The symptoms of coronary artery ectasia may be associated with concomitant coronary disease, Kawasaki disease, or connective tissue disease. Most patients are asymptomatic. Patients with CAE may present with angina post-stress tests and acute coronary syndrome. Diminished coronary flow speed or stagnancy of blood flow may cause exercise-induced angina without coexistent stenotic coronary artery disease. Formation of intracoronary thrombus or dissipation leading to distal emboli may be the trigger of acute coronary syndrome, which is hastened by stagnant flow in the ecstatic coronary segment. The hypothesis is that coronary artery ectasia is predisposed to vasospasm, which may elicit angina or acute coronary syndrome. In people less than 50 years old, CAE should raise concern for connective tissue disorders and vasculitides.

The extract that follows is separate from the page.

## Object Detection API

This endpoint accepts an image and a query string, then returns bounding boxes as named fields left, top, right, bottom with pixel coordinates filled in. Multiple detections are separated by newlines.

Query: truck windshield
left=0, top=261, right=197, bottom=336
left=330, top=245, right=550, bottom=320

Coronary angiography is the gold standard in diagnosing coronary artery ectasia. Intravascular ultrasound (IVUS) is critical to the evaluation of luminal characteristics and pathologies. Distortions in flow and washout are common in CAE and are related to the severity of ectasia. Signs of stagnant flow include delayed antegrade contrast filling, segmental backflow, and stasis in the ectatic coronary segment.

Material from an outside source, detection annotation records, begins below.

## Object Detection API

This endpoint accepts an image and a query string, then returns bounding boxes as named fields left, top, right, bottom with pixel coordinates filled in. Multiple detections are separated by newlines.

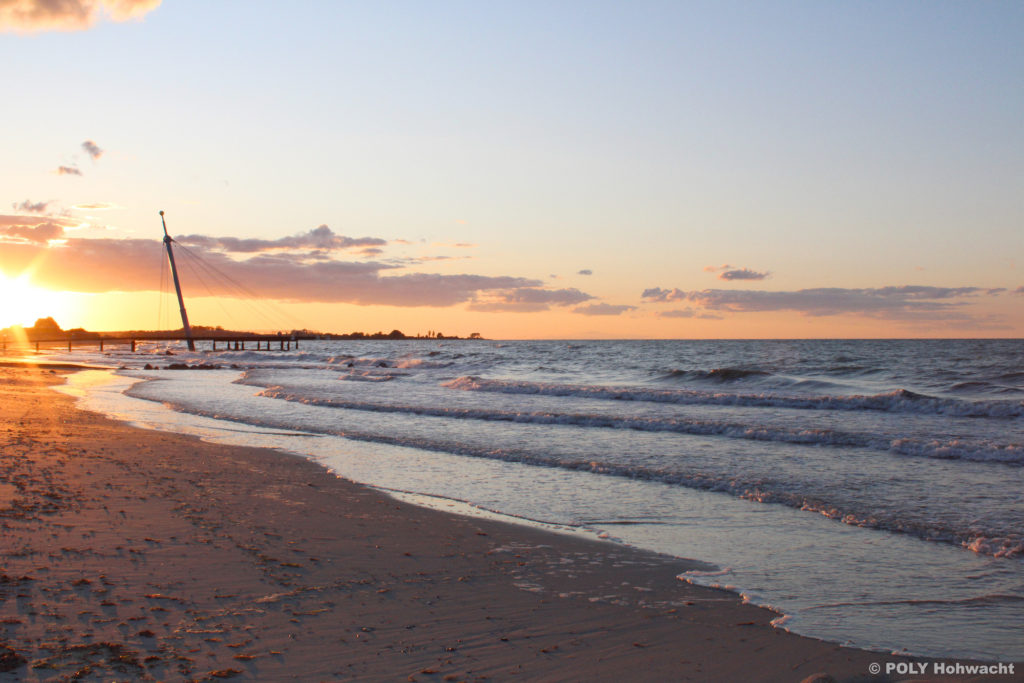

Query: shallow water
left=41, top=340, right=1024, bottom=660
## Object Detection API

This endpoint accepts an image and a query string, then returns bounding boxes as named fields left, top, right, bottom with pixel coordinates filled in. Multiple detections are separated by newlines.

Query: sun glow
left=0, top=271, right=69, bottom=328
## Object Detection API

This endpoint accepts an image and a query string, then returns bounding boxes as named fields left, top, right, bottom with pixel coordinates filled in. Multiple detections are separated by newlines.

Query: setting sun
left=0, top=271, right=68, bottom=328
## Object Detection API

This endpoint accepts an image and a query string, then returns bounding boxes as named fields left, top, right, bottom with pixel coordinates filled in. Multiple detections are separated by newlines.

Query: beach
left=0, top=360, right=995, bottom=681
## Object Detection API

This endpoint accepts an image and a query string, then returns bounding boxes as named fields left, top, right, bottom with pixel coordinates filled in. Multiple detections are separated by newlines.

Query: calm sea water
left=37, top=340, right=1024, bottom=660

Other investigative techniques include MRA and coronary CTA. For the follow up of patients, MRA is the preferred modality.
Management of coronary artery ectasia is fraught with uncertainty because the rarity of CAE prevents large randomized trials comparing different treatment approaches. When CAD coexists, intense primary and secondary risk factor modifications are mandatory. Management of isolated coronary artery ectasia in a case with angina or myocardial ischemia includes ASA, statin, and anti-ischemic medications. Acute coronary syndromes associated with CAE may require thrombolysis, heparin administration, and glycoprotein IIb/IIIa receptor inhibitors. Thrombus aspiration may be necessary during primary PCI. Percutaneous and surgical interventions are often necessary for patients with CAE and stenotic lesions where angina persists despite maximal medical therapy. Optimal stent sizing is essential to prevent misplacement, and embolization of stents. Many authors recommend chronic anticoagulation; however, no randomized trial demonstrates its benefit in CAE. The anticipated benefit must counterbalance against the risk of hemorrhage.
Surgery is rarely done but is sometimes a necessity in patients who have recurring complications. The surgery involves ligation of the proximal and distal segment of the ectatic vessel and replacing it with a bypass graft. There should be no attempt to repair the ectatic vessel as the results are poor.
The prognosis for coronary artery ectasia is directly related to the severity of concomitant coronary artery disease. Coronary artery ectasia with underlying coronary artery disease is a dangerous combination with an increased potential for adverse cardiac events. Isolated CAE still carries the risk of myocardial ischemia and infarction. Type 1 and Type CAE carry a higher risk than Type 3 and type 4 CAE. No reported data shows a relationship between the diameter of an artery and the outcome.
In complicated cases involving multiple coronary arteries or left main disease; an interprofessional team approach is preferred that includes interventional cardiologist, cardiac surgeon, cardiac intensivist, and ICU and cardiovascular specialty trained nurses, radiologist, and cardiac pharmacists to devise a treatment plan to reduced complications and improve outcomes. The cardiology nurse and the pharmacist often provide education. [Level V]
The overall management is similar to a patient with coronary artery disease. However, because of a lack of long term studies, the ideal management of this disorder remains unknown.